Dia mengingatkan sebelum demo 4 November nampak kompak diantara HTI dan FPI yang sama-sama dominan dan menyerukan agar masyarakat tidak memilih Ahok pada Pilgub DKI. Peserta aksi disana membentangkan spanduk bertulis ‘Haram menentukan Pemimpin Kafir’.

“Kita menolak pemimpin kafir. Hal ini telah termuat pada Alquran. Ini bukan masalah SARA,” kata Jubir HTI, Muhammad Ismail Yusanto.
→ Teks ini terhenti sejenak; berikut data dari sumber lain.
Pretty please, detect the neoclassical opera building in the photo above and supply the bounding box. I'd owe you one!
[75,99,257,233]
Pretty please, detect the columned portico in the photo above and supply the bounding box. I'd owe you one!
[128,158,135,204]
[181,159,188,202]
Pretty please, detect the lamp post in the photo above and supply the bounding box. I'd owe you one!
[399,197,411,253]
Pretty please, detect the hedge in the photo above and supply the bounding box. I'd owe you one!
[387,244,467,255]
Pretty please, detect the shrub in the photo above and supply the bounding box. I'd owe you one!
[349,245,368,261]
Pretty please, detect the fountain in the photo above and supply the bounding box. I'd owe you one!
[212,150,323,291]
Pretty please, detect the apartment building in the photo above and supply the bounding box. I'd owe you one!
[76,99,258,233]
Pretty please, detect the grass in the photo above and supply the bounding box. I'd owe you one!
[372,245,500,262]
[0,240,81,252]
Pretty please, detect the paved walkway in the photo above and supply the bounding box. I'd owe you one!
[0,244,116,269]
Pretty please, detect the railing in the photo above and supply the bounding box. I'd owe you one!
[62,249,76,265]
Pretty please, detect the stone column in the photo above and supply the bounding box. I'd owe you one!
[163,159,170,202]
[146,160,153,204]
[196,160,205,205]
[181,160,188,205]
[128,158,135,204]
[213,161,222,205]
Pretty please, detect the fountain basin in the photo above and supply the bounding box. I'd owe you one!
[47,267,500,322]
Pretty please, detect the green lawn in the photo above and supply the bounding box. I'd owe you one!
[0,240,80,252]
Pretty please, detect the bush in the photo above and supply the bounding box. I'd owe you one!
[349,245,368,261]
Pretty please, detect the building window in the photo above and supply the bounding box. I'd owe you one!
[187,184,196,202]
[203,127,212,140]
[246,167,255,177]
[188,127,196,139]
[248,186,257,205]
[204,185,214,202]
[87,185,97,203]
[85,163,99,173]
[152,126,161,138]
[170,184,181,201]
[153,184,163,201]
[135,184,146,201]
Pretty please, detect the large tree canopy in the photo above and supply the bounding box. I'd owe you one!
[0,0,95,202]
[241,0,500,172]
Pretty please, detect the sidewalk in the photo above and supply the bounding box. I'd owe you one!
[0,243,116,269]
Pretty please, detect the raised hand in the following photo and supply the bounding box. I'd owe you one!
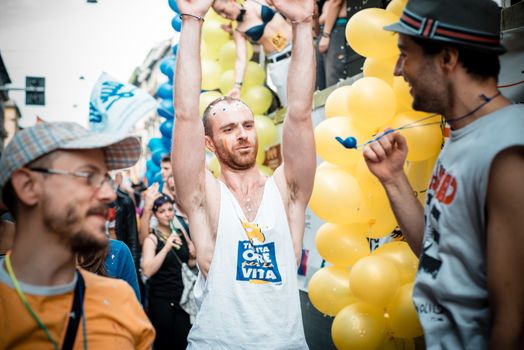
[177,0,213,17]
[272,0,315,22]
[363,132,408,184]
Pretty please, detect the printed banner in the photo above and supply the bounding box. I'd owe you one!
[89,72,157,133]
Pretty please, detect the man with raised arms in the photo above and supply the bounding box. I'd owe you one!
[172,0,316,349]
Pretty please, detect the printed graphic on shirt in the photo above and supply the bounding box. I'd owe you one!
[419,162,458,279]
[236,241,282,284]
[242,221,266,244]
[271,32,287,51]
[428,161,457,205]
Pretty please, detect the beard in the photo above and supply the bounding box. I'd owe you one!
[43,201,109,254]
[215,140,258,170]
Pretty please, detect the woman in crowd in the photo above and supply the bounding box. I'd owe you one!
[213,0,291,106]
[142,191,196,350]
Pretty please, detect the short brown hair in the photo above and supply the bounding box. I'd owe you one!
[202,96,251,137]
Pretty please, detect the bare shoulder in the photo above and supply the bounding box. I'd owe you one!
[273,163,307,209]
[487,146,524,200]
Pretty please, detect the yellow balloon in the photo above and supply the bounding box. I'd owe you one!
[309,169,367,224]
[207,155,220,179]
[218,69,235,95]
[257,164,274,176]
[362,56,397,85]
[204,8,231,24]
[202,20,229,54]
[308,266,356,316]
[377,337,416,350]
[346,77,397,129]
[255,115,277,148]
[315,117,374,169]
[199,91,222,117]
[349,255,400,307]
[393,76,413,110]
[315,223,369,266]
[346,8,398,58]
[244,61,266,87]
[202,60,222,90]
[218,40,253,70]
[365,185,397,238]
[386,0,407,17]
[372,242,418,284]
[391,112,442,161]
[241,86,273,114]
[331,303,386,350]
[386,283,423,338]
[324,85,351,118]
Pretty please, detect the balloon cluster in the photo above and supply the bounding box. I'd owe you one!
[308,0,442,349]
[146,0,182,185]
[146,0,279,184]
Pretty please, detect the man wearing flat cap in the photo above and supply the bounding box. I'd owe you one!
[0,122,154,349]
[364,0,524,349]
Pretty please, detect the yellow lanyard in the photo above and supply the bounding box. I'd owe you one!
[5,252,58,350]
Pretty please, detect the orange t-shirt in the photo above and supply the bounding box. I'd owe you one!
[0,268,155,350]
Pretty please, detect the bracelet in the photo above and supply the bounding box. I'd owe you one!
[289,14,313,24]
[180,13,204,22]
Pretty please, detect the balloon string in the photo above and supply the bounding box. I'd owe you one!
[356,113,442,149]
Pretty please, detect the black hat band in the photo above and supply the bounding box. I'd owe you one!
[400,9,500,47]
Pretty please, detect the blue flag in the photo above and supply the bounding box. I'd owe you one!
[89,72,157,132]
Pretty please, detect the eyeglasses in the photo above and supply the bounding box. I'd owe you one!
[29,168,118,191]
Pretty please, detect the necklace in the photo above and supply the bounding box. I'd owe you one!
[5,252,87,350]
[446,91,500,123]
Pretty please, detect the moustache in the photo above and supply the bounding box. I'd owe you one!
[87,205,109,217]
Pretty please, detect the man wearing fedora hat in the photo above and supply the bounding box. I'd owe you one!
[0,122,154,349]
[364,0,524,349]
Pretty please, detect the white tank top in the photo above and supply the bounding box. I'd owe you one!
[188,177,308,350]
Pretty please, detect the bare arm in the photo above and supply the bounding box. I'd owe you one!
[228,31,247,98]
[363,132,424,256]
[274,0,316,208]
[171,0,212,212]
[486,147,524,349]
[318,0,344,53]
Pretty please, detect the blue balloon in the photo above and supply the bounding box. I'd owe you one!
[156,100,175,119]
[162,137,173,149]
[168,0,180,13]
[151,144,169,167]
[160,119,173,139]
[156,82,173,99]
[171,15,182,32]
[146,171,155,186]
[147,137,164,152]
[160,56,176,80]
[146,159,160,174]
[151,172,164,192]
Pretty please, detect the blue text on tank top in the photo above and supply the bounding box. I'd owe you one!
[244,5,275,41]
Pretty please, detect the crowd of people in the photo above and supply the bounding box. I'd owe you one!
[0,0,524,349]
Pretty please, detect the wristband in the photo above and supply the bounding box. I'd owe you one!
[180,13,204,22]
Cari Aktor Yang Tunggangi Demo 4 November

Mengutip pernyataan Presiden Jokowi yang disampaikan pada Sabtu (5/11/2016) sekitar pukul 00.10 WIB, untuk menanggapi Demo 4 November 2014:

“Tapi kita menyesalkan kejadian ba’da Isya yang seharusnya sudah bubar, tetapi menjadi rusuh. Dan ini kita lihat telah ditunggangi oleh aktor-aktor politik yang memanfaatkan situasi.”.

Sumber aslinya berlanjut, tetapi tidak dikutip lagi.